Le visite al Museo Civico, fa notare il primo cittadino, sono in aumento. “Nel 2015 i visitatori sono stati 10.537, mentre nel 2016 il 18%) in più” evidenzia il primo cittadino.

Galimberti ha risposto anche alle domande sul prestito delle opere di proprietà dei Musei Civici, dell’Arcimboldo e del Caravaggio, che la consigliera considera “incomprensibili”. “Abbiamo dato questo nuovo indirizzo: promuovere a fronte di progettualità e sinergie che valorizzano le opere stesse, i Musei Civici e la città con azioni concrete di promozione e di sostegno che portano ricadute positive a tutto il sistema Cremona” scrive il sindaco. Secondo questa logica sono stati autorizzati quest’anno: “il prestito dell’opera di Arcimboldo al National Museum of Western Ari di Tokyo, dentro la mostra organizzata in collaborazione con NHK, l’emittente
radiotelevisiva pubblica del Giappone; il prestito dell’opera di Arcimboldo alla mostra intitolata “Giuseppe Arcimboldo” e allestita presso Palazzo Barberini per conto del Ministero dei Beni e delle Attività culturali e turismo; il prestito dell’opera di Caravaggio S. Francesco in meditazione, recentemente restaurato, alla mostra ‘Dentro Caravaggio’ a Palazzo Reale di Milano”.

Parallelamente, continua il sindaco, “alla Piriacoteca di Cremona abbiamo sostenuto e allestito la mostra dedicata al Genovesino, mai realizzata prima e attesa da tantissimo tempo in città. Una esposizione fortemente voluta per riscoprire Luigi Miradori, autore di opere che tutt’oggi vengono considerate tra le interpretazioni più intense e originali della pittura del Seicento, formatosi a Genova ma cremonese di adozione, fortemente influenzato dalla pittura del Caravaggio”.

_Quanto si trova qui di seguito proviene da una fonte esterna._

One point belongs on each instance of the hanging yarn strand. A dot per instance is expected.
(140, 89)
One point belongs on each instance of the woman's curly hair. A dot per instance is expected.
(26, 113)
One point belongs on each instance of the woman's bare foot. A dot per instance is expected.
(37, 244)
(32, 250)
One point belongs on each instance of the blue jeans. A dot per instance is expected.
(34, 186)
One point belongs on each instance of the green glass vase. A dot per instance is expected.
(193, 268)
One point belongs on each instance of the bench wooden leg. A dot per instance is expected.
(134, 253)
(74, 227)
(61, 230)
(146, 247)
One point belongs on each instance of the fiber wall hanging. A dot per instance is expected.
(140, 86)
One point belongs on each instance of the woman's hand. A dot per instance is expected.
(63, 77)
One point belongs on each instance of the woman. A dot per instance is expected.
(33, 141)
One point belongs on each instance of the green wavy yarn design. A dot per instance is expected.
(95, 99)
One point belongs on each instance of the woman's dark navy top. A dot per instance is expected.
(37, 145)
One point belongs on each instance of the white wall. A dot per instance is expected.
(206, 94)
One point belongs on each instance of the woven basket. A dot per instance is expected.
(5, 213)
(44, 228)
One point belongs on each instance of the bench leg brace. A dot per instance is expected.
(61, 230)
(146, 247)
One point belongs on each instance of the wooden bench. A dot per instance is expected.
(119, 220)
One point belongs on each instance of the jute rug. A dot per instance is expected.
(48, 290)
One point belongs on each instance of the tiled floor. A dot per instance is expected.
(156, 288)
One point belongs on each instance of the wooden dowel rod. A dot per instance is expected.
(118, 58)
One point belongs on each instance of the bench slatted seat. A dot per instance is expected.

Dunque i prestiti, secondo Galimberti, fanno parte di un circolo virtuoso che porta benefici alla città. “A partire da questa sinergia, legata ai contenuti e al prestito in corso,abbiamo strutturato le seguenti azioni presentazione della mostra del  ‘Genovesino’ a Palazzo Reale, promozione comune delle due mostre anche con specifici coupon, vendita del catalogo del Genovesino presso la mostra a Palazzo Reale, possibilità di arricchire il percorso espositivo della Pinacoteca con il filmato prodotto sul nostro quadro in occasione della mostra ‘Dentro Caravaggio’. Da qui è nata e si sta approfondendo una collaborazione tra Cremona e Milano anche sui temi dellà lettura e del turismo”.